It ain’t over til it’s over, but re the fortunes of the “Cadillac tax”–the excise tax on expensive health insurance plans that was to phase in by 2018 to help pay for Obamacare–a picture tells 90 billion words (that’s the revenue loss over ten years if the tax is repealed).
The WSJ reports that while the situation is fluid, the ongoing budget and tax negotiations will likely include a two-year delay of the implementation of the tax. As OTE’ers know, while I have some misgivings, I support this ACA funding source, not solely because I think it embeds important cost-control incentives, but because “it is on the books, and if you repeal it, you will not be able to replace it.”

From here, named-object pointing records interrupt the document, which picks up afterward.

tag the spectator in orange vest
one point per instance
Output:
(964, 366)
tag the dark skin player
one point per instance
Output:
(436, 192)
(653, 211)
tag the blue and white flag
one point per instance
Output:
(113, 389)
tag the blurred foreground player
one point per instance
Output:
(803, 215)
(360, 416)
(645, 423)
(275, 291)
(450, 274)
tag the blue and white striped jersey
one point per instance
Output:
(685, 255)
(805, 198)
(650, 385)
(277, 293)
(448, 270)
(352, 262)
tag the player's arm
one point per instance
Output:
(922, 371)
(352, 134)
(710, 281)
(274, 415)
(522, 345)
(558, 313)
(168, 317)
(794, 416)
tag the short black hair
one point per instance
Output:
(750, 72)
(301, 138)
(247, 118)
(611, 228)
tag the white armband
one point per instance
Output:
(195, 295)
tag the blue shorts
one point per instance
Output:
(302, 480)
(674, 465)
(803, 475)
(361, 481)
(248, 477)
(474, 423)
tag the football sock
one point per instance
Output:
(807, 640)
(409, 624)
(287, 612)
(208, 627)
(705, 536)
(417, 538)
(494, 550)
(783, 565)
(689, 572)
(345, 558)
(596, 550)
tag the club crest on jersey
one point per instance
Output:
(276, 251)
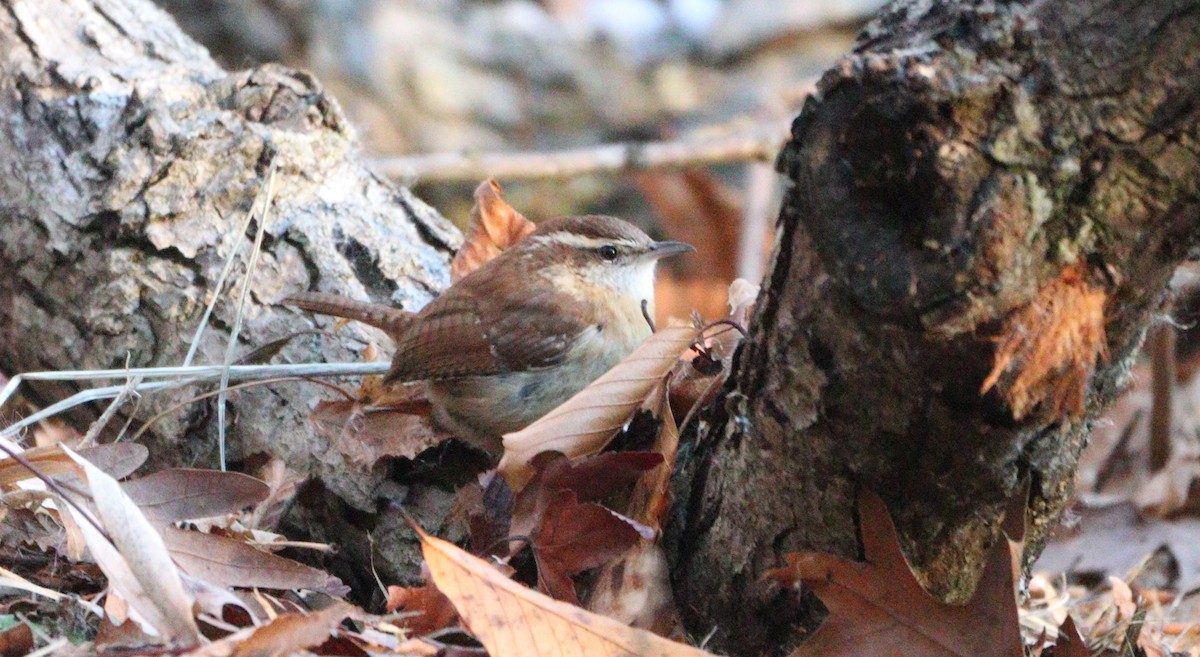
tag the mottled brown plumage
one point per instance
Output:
(526, 330)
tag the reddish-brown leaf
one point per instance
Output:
(118, 460)
(495, 227)
(514, 621)
(285, 634)
(592, 478)
(186, 493)
(574, 537)
(435, 610)
(585, 423)
(1114, 540)
(231, 562)
(636, 591)
(17, 640)
(388, 423)
(1071, 643)
(877, 607)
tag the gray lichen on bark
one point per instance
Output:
(130, 160)
(946, 172)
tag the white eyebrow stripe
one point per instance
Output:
(583, 241)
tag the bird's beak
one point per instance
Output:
(663, 249)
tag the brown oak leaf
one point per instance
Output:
(877, 607)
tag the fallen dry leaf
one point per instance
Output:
(495, 227)
(390, 422)
(585, 423)
(652, 495)
(1173, 490)
(118, 460)
(591, 478)
(514, 621)
(1048, 349)
(285, 634)
(877, 606)
(1115, 540)
(1071, 643)
(574, 537)
(231, 562)
(636, 588)
(433, 609)
(136, 561)
(185, 493)
(636, 591)
(17, 640)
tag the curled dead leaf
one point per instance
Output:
(585, 423)
(432, 610)
(1048, 349)
(495, 227)
(136, 561)
(187, 493)
(231, 562)
(514, 621)
(877, 604)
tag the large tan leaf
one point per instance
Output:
(286, 634)
(514, 621)
(119, 460)
(136, 561)
(231, 562)
(585, 423)
(186, 493)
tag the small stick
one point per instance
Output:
(761, 144)
(1162, 350)
(89, 439)
(183, 375)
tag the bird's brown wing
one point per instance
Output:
(477, 330)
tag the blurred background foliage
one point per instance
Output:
(474, 76)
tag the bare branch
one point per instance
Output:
(761, 144)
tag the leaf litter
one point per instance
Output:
(181, 552)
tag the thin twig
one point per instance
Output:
(232, 347)
(1162, 387)
(183, 377)
(239, 239)
(89, 439)
(761, 184)
(174, 408)
(53, 486)
(761, 144)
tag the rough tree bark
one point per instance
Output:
(130, 160)
(947, 172)
(953, 167)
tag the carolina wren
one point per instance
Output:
(527, 330)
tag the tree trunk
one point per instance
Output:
(964, 172)
(966, 164)
(130, 160)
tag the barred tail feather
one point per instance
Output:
(375, 314)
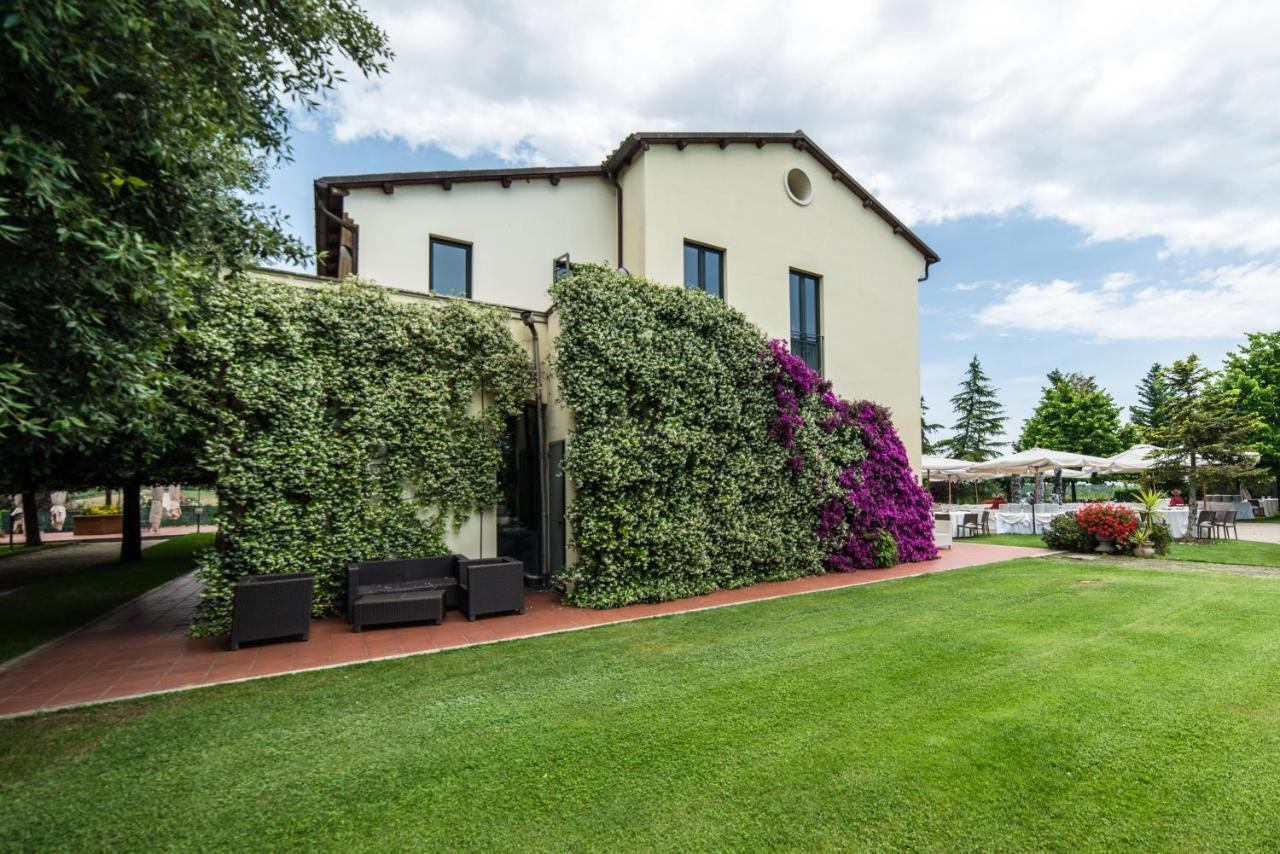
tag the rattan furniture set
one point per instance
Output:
(380, 593)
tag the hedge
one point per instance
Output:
(344, 425)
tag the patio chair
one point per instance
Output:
(1225, 521)
(272, 606)
(492, 585)
(1205, 523)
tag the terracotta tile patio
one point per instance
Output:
(142, 647)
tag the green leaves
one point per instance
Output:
(1074, 414)
(135, 132)
(679, 488)
(346, 425)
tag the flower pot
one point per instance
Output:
(97, 525)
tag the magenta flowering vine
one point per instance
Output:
(867, 506)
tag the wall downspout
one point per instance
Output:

“But no one’s repealing it!” you say. Just delaying it. To which I say, “ha!” A two-year delay takes its arrival date into the next administration, and as the Journal reports: “Republican presidential candidates have supported a repeal, as has Democratic front-runner Hillary Clinton.” As one R lawmaker put it, “If we repeal it today, we’re thrilled with that. But I think we can kill it over time, too.”
And to be clear, it’s not just R’s driving that tank above. The Senate voted 90-10 last week for repeal.
All of which goes to say that we are great at cutting taxes and terrible at raising revenues. And that will bite us–it already is.
There’s a legislative-life-lesson here too: a tax increase delayed is a tax increase with a huge bulls-eye on its back. Pushing out the Caddy tax’s implementation may have looked politically expedient at the time, but that delay may well prove to have crushed it.